Under what it described as “Muddle Through” scenario, it said Sri Lanka is able to meet its external funding needs until at least early 2021 without entering into a new IMF program, by relying on the drawdown of announced bilateral and multilateral facilities. Goldman Sachs expects Sri Lankan bond prices to continue to trade within the price ranges from March 2020 to now, with market moves dictated by news flow and investor sentiment.
Second scenario was Sri Lanka going for a fresh IMF program. Goldman Sachs said it expects Sri Lanka’s dollar bonds to perform well should the Government engage with the IMF. For example, if Sri Lankan spreads re-price to 800bp, prices for the longer-dated bonds would likely rise to above 90.
Third scenario was debt restructuring and Goldman Sachs said this may be needed if Sri Lanka is not able to muddle through and does not go to the IMF. Goldman Sachs’ earlier work on sovereign defaults would imply an NPV haircut of around 40% on external commercial debt. “This suggests downside risk to the shorter-dated bonds, with longer-dated bonds closer to fair value,” it added.

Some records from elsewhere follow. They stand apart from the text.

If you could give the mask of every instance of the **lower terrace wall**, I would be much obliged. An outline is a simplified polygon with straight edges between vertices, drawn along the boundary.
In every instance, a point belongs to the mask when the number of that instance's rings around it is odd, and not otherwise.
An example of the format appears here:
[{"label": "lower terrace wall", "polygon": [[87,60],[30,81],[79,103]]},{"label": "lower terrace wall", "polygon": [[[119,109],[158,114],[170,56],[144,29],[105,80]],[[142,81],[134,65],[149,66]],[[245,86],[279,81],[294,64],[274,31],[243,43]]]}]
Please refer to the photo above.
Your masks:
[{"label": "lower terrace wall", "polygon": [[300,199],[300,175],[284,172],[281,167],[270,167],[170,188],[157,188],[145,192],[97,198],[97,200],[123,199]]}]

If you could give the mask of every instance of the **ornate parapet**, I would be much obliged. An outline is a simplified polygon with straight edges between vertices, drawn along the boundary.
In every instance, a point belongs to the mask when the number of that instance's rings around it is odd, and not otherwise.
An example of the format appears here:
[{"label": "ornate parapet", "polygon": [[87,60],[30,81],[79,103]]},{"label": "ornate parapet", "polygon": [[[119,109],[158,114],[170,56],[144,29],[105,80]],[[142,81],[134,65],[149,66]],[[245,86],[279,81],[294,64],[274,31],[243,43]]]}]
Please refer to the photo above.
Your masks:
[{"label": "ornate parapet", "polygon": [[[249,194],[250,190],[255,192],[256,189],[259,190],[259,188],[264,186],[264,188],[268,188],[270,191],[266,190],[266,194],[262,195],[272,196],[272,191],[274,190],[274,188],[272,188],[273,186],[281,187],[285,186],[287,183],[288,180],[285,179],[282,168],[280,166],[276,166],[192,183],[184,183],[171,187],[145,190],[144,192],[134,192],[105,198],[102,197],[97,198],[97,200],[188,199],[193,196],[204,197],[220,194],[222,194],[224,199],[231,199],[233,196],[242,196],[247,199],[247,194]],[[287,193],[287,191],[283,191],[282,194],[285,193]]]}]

After today’s maturity, Sri Lanka will thereafter be exposed to another $ 13 billion of ISBs issued by the previous Government and repayable from 2022 to 2029.
Government sources claimed that, of these, around $ 7 billion were issued in what they claimed as a “debt issue-frenzy” of 15 months from April 2018 to June 2019.
However main Opposition Samagi Jana Balawegaya (SJB) Parliamentarian Dr. Harsha de Silva last week countered this allegation saying that in 2019 the Government had to settle two ISBs of $ 1.5 billion (the 2011 $ 1 billion ISB and the 2014 $ 500 million ISB) and that its total debt settlement in 2019 was over $ 5 billion. Therefore in 2019, Sri Lanka had to raise ISBs to roll-over the maturing ISBs.
However, in addition to raising $ 1.5 billion for this roll-over in 2019, the Government made a conscious decision to raise an additional $ 2.9 billion in ISBs in 2019 in order to provide a cushion for the next year given the potential risk to market access during the electoral cycle that year.
“It was due to this additional raising of capital that Sri Lanka had reserves of $ 7.6 billion at the end of 2019. As of now reserves have already reduced by $ 3.6 billion in 18 months to reach $ 4 billion by June 2021. In fact, if the previous Government had not raised $ 4.4 billion worth of ISBs in 2019, by now Sri Lanka would have already defaulted on its debts,” de Silva claimed.
He also said that the 2012 10-year ISB was issued at 5.8% when the US 10-year bond was trading at 1.6%. Thus, the spread between the SL ISB and the US 10 year was 4.2%. In 2018 April, Sri Lanka raised an ISB at 6.75% during which time the US 10-year yield was 2.9%. The spread between the SL ISB and the US 10 year was 3.85% – which is lower than the spread in 2012, indicating that SL had a lower risk premium in 2018 compared to 2012.
Subsequently, in October 2018 during the coup the yields on Sri Lankan ISBs increased to 10.7% by end-November 2018 and Sri Lanka was locked out of global capital markets.
“Once the legitimate Government returned to office, Sri Lanka was able to regain access to global capital markets and rates reduced from double digit levels. The last sovereign bond raised by the Sri Lankan Government was in June 2019 at 7.55%,” the SJB MP added.